Its often about the lifestyle and money, as PP noted. My exH AP was his direct subordinate at work, dependent on him with her salary, consulting contracts and so on. It happens more often than you think: married men don't get laid for free


I can assure you they get laid for free.


Then why do so many men pay for sex? Paying to be able to leave, as the comedy joke says?


Yes. They want someone who won’t cause problems or have emotional entanglements. Many men see this as more ethical than an affair.


They're also less likely to get caught. A professional is much more likely to keep her mouth shut and not have any contact with your social or work circle.


Honestly I agree with this perspective. Much better a pro than a love affair.
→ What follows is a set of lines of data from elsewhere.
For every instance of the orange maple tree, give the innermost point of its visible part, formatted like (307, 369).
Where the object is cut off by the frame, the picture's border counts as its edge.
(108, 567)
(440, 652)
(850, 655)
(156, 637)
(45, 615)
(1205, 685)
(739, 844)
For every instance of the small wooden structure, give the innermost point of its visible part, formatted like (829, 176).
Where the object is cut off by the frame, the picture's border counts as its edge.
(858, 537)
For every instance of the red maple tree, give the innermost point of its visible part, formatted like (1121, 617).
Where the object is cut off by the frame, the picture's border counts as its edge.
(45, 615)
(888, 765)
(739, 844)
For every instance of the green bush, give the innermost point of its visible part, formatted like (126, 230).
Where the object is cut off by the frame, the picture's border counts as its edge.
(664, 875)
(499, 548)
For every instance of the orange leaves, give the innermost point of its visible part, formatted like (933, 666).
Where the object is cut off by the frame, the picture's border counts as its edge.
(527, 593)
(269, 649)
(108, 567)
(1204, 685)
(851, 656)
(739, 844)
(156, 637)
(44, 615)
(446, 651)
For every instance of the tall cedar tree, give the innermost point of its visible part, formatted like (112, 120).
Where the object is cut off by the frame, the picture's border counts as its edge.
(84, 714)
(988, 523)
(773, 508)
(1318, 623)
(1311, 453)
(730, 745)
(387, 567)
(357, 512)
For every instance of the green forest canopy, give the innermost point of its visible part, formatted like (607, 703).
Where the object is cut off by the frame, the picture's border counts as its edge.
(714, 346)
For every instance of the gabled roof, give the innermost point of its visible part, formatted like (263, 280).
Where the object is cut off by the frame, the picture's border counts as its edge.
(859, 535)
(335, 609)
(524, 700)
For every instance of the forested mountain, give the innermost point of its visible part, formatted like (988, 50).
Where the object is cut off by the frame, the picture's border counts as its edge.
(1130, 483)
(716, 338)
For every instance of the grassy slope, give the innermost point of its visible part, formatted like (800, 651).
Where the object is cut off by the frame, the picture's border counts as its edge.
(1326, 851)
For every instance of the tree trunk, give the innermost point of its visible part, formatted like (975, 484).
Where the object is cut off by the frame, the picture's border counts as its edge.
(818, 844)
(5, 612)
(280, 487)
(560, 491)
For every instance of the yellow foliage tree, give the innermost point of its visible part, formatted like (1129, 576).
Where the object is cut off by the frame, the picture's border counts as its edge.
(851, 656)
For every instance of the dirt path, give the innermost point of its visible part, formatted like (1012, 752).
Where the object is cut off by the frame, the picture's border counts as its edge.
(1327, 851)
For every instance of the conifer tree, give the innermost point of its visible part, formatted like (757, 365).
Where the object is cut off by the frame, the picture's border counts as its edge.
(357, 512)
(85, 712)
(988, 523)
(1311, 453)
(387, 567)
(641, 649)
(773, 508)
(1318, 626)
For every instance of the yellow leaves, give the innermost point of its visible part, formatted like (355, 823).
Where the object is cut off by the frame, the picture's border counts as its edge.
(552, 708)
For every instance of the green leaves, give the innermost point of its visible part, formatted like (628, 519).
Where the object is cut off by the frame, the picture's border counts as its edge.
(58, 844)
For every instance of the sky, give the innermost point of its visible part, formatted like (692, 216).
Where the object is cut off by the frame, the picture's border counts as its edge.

Agree. But the men that don't want to pay (because it ain't cheap) and don't want spouse to find out--settle for a married woman thinking she has too much to lose to tell. But--that is where it gets messy. They are looking for exit affairs and think it means more, then he has to lie to keep it going--kick the can down the road. Then-they wish they had just paid in the first place as it gets way too complicated to easily get out of. The fear of her getting mad and telling the wife.

No, using a sex worker is insane. You have a MUCH, MUCH higher chance of passing along a serious disease this way.


Wow. When you are being used because someone did the calculation and came to the conclusion that you might be 'safer' than a sex worker, and of course it's free.

Why do you assume someone is always being "used" and "discarded" etc etc? It's a mutually beneficial exchange for those people. Doesn't make it right, but it's downright misogynist to always assume the female AP is being used like a piece of trash.



Sure, there are outliers where both APs are on equal footing financially and socially; where the women is in it for the sex and sex only, but I sincerely doubt that is the norm. Misogyny and a power differential is sort built into most affairs. When the majority of women APs cheat with hipster Starbucks baristas instead of corporate Captains of the Universe, I will think differently. These women aren’t victims or admirable feminists, but it is men who appear callous and cruel.
All this verbiage about bike riding, used tube socks, discarded trash and throwing under the bus. Ugly, anti-woman sentiment.


You have no idea. More women are having affairs these days because they have opportunity and independence, like on work travel. As women continue to acquire the same freedoms as men, we will likely see the rate of women participating in affairs increase. The notion that they are all sad little housewives or secretaries, hoping to improve their economic situation, is quite passe.